Hi everyone!
I’m new with gradient accumulation, so should I make zero_grad() on the start of each epoch?
#optimizer.zero_grad() <-----------------Should I make this on the beggining every epoch?
for step in range(total_steps):
indices = self.dataloader_dict[phase].dataset.get_train_indices()
new_sampler = data.sampler.SubsetRandomSampler(indices=indices)

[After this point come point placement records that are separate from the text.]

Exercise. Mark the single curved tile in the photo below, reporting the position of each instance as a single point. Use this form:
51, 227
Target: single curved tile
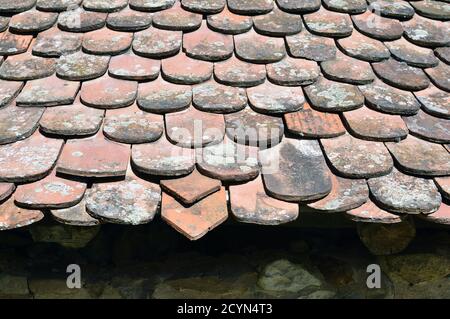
428, 127
330, 96
93, 157
256, 48
385, 98
311, 123
108, 93
157, 43
181, 188
28, 160
254, 129
75, 215
52, 192
405, 194
346, 194
355, 158
194, 128
71, 120
132, 126
12, 217
295, 170
422, 158
80, 66
293, 72
18, 123
196, 220
162, 158
218, 98
206, 44
229, 161
370, 125
250, 204
162, 97
274, 99
234, 72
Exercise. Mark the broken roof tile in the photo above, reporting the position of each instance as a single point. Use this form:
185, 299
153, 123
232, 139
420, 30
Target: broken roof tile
205, 44
401, 75
255, 129
370, 213
295, 170
11, 43
49, 91
71, 120
346, 194
12, 217
80, 66
129, 66
105, 6
377, 27
75, 215
132, 126
412, 54
129, 20
177, 18
235, 72
162, 158
355, 158
185, 70
133, 201
346, 6
194, 128
108, 93
256, 48
364, 48
440, 76
250, 7
196, 220
274, 99
330, 96
228, 161
107, 42
329, 23
277, 23
52, 192
93, 157
385, 98
218, 98
348, 70
79, 20
205, 7
157, 43
32, 21
309, 46
229, 23
434, 101
25, 66
428, 127
293, 72
30, 159
181, 188
426, 32
405, 194
367, 124
419, 157
250, 204
311, 123
18, 123
296, 6
160, 96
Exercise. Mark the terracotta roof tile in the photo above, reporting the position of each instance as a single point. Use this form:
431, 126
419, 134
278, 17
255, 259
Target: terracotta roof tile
250, 204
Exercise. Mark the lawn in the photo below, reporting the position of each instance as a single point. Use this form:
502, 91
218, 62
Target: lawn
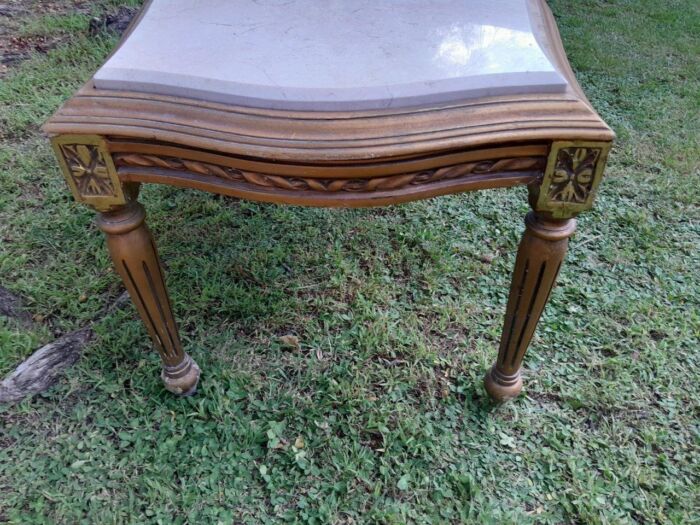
379, 414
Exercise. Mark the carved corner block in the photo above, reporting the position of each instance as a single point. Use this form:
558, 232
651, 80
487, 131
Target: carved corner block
89, 170
574, 171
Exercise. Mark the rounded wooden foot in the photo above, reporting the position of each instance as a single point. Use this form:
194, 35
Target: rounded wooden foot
502, 387
181, 379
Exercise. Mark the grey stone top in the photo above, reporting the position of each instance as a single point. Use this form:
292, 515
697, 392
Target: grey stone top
334, 54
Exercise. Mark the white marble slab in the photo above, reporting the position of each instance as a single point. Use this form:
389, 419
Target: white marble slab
334, 54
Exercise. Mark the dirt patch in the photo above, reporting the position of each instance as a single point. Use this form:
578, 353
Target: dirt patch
112, 22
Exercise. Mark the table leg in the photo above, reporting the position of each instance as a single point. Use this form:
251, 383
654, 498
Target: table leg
136, 259
540, 255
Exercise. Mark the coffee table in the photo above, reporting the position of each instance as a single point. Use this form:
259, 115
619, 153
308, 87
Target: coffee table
338, 103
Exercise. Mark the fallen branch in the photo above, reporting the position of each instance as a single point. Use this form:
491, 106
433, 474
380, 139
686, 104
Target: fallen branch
44, 367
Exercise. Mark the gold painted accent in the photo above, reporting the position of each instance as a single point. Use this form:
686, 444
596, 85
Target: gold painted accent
89, 170
574, 171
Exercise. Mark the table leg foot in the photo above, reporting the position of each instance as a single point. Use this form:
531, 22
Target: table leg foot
501, 387
181, 379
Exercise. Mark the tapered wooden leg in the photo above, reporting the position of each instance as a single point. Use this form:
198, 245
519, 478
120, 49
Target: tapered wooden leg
540, 255
136, 259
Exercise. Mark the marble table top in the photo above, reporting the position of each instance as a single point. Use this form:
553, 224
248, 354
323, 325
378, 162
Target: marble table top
334, 54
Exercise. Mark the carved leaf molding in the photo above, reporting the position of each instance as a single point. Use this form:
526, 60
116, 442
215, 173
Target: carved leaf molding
392, 182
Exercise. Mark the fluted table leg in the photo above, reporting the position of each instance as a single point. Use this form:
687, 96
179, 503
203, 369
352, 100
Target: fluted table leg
540, 256
136, 259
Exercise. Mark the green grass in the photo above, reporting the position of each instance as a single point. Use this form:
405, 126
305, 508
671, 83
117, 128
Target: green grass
398, 317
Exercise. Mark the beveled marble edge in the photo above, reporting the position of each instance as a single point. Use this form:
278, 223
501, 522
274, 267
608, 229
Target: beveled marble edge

self.dataloader_dict[phase].batch_sampler.sampler = new_sampler
try:
images, captions = next(iter(self.dataloader_dict[phase]))
except:
batches_skiped+=1
continue
images = images.to(self.device)
captions = captions.to(self.device)
with torch.set_grad_enabled(phase == 'train'):
features = encoder(images)
features = features.to(self.device)
outputs = decoder(features, captions)
loss = self.criterion(outputs.view(-1, vocab_size), captions.view(-1))
if phase == 'train':
loss.backward()
torch.nn.utils.clip_grad_norm_(decoder.parameters(), 1.0)
if (step+1)%self.grad_acumulation_step == 0:
self.optimizer.step()
self.optimizer.zero_grad()
# writting weights and grads to tensorboard's histogram
for name, weight in decoder.named_parameters():
self.tb.add_histogram(name, weight, step)
#self.tb.add_histogram(f'{name}.grad', weight.grad, step)
elif step%(total_steps//5)==0:
examples = self.add_examples(captions, outputs, phase)
self.tb.add_text(f'{phase}:ground_truth/predictions', examples, step)
running_loss += loss.item() * features.size(0)
bleu4 = self.compute_metric(captions, outputs)
running_bleu+=bleu4